I don't necessarily like what I added, but it gets the point across. I feel like the "nearly impossible" implies that it may have eventually succeeded-- besides the fact that the rest of the paragraph explains it did. But, you do know more about GAs than I. Nec26 (talk) 02:21, 24 November 2009 (UTC)[reply]

"Ethiopia has a great sense of nationalism because their ancient history and ties to ancient religious figures, such as Solomon." - "because of"?  Done Nec26 (talk) 02:21, 24 November 2009 (UTC)[reply]

Pointless sentence really. Removed entirely. Nec26 (talk) 02:21, 24 November 2009 (UTC)[reply]

"Nationalism was only discussed within radical student groups prior to 1974 and by the late 20th century Ethiopia was forced to modernize their political system." - I don't understand how the first half and the second half of the sentence are connected.  Done Nec26 (talk) 02:21, 24 November 2009 (UTC)[reply]

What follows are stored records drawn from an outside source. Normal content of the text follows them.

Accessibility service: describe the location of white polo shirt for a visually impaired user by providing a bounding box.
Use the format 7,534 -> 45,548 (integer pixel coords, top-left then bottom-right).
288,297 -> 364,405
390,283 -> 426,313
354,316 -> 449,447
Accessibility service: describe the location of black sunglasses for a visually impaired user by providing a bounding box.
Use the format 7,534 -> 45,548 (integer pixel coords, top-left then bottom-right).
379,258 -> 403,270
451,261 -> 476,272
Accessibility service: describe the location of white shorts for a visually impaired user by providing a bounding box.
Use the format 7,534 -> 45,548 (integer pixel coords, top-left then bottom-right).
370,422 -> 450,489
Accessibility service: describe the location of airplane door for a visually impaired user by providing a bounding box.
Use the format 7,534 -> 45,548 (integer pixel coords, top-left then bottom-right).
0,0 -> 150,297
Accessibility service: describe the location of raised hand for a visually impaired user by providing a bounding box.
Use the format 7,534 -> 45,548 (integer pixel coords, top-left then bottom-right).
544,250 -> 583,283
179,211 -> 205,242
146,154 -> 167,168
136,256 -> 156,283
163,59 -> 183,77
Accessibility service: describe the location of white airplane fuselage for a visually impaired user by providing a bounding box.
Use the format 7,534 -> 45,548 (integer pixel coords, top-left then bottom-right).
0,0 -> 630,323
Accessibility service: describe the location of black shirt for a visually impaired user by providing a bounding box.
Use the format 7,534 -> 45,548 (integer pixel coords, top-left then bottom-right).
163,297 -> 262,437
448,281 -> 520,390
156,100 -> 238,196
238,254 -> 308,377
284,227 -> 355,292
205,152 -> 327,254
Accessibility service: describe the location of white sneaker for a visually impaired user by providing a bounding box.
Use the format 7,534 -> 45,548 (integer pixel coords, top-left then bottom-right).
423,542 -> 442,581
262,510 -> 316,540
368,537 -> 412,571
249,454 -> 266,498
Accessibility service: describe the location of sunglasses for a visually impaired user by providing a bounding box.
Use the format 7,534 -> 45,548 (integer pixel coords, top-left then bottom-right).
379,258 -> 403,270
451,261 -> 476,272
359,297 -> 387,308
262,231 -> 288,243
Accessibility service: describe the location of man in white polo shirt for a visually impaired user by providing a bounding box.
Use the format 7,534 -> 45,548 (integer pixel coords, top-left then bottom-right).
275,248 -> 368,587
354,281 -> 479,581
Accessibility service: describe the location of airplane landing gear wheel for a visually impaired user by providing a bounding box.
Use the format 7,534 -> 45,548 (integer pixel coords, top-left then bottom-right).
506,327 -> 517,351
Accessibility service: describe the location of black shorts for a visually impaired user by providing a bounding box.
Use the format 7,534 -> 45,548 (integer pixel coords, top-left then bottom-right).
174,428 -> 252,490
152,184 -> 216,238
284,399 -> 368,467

I'm having trouble understanding the "Ethiopia" section. Try and get it so each sentence leads to the next one, and the paragraph tells a story that's easy to understand. After that, I'll look at it again.  Done Nec26 (talk) 02:21, 24 November 2009 (UTC)[reply]

Pretty much rewarded most of it. Nec26 (talk) 02:21, 24 November 2009 (UTC)[reply]

"Because the nation was under the control of basically French rule, the Spanish eventually formed coalitions of ethnic groups to reclaim their own political representation, instead of the current French political system in power." - "basically" isn't a good word. Is "eventually" needed? The sentence isn't direct enough.  Done Nec26 (talk) 02:21, 24 November 2009 (UTC)[reply]

"In Southeast Asia polyethnicity is certainly present due to the intertwining of people from both the Chinese and Indian civilizations." - "certainly" probably not needed. "present due to the intertwining of people" is awkward.  Done Nec26 (talk) 02:21, 24 November 2009 (UTC)[reply]

"This region has contributed quite a few aspects to the" - "quite a few aspects" not needed  Done Nec26 (talk) 02:21, 24 November 2009 (UTC)[reply]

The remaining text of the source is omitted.